On June 1, the Kavli Foundation announced the winners of the 2022 Kavli Prizes in Nanoscience and Neuroscience. Four scientists are sharing each of the prizes. Each prize is worth $1 million, which will be divided evenly among the winners.
In the nanoscience category, David L. Allara of the Pennsylvania State University, Ralph G. Nuzzo of the University of Illinois Urbana-Champaign, Jacob Sagiv of the Weizmann Institute of Science, and George M. Whitesides of Harvard University are being recognized for their contributions to surface science through the development of self-assembled monolayers and molecular-scale coatings.
The laureates did not invent monolayer films—those had been fabricated decades earlier by Katharine Blodgett and Irving Langmuir. But while Langmuir-Blodgett films are formed at the interface between air and liquid, the prize winners’ self-assembled monolayers are on solid surfaces. “That’s really enabled what I like to call adding the chemical dimension to nanolithography,” says Paul S. Weiss, an expert on surface chemistry at the University of California, Los Angeles who is a former colleague of Allara and Nuzzo.
Sagiv created films of molecules adsorbed on glass and metal surfaces. Using alkanethiols, Allara and Nuzzo, who were researchers at Bell Labs at the time, made self-assembled monolayers that strongly bonded to metal surfaces. Whitesides used self-assembled monolayers to create patterns on surfaces, which led to the method called soft lithography.
Allara and Nuzzo’s initial interest was in the fundamentals of adhesion and wetting, Nuzzo says. They used vibrational spectroscopy to characterize the monolayers. “Circa 1980, it wasn’t clear you could even do measurements like that, let alone interpret them in ways that could withstand the rigor of being independently confirmed,” Nuzzo says. Through this work, the two turned surface chemisty “into a fundamental part of the discipline of molecular chemistry with self-assembly as the driver.”

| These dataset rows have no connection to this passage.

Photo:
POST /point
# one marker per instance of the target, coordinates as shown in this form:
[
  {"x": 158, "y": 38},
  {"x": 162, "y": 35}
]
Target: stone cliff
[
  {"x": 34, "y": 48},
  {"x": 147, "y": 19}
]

Whitesides’s work allowed researchers across disciplines to pattern molecules on a nanometer scale, says Joanna Aizenberg of Harvard University, an expert in surface chemistry who was a postdoc with Whitesides. “He thus opened materials science, [bio]organic chemistry, and medicine to the opportunities in nanoscience,” she says. “His research has largely created the subfields of soft lithography—microcontact printing, micromolding, microfluidics, and paper diagnostics, and soft robotics—that now use small, patterned organic structures in nearly every field, be it electronics, optics, robotics or medicine.”
“Self-assembled monolayers are one of the first forms of nanoscience to emerge from the chemistry community,” says John A. Rogers of Northwestern University, who was a postdoc with Whitesides and a former colleague of Nuzzo. “The contributions of these four individuals to the discovery of [self-assembled monolayers], to the systematic study of their essential properties, and to inventive methods for patterning them with nanoscale precision are of truly historic significance.”
The neuroscience prize is being given to four scientists for their discoveries of genes underlying brain disorders. Jean-Louis Mandel of the University of Strasbourg discovered the mutation that causes fragile X syndrome. Harry T. Orr of the University of Minnesota and Huda Y. Zoghbi of the Baylor College of Medicine independently discovered the gene that causes spinocerebellar ataxia 1. In addition, Zoghbi discovered the gene that causes Rett syndrome. Christopher A. Walsh of Harvard Medical School discovered dozens of genes associated with neurological diseases. He also discovered that some of these mutations are found in some cells but not in others.
The Kavli Foundation also announced the winners of the astrophysics prize on June 1. The awards will be presented at a ceremony in September in Oslo. The Foundation gives out these prizes every other year. The winners of the 2020 Kavli Prizes will receive their awards at the same ceremony. The 2020 ceremony was postponed because of the COVID-19 pandemic.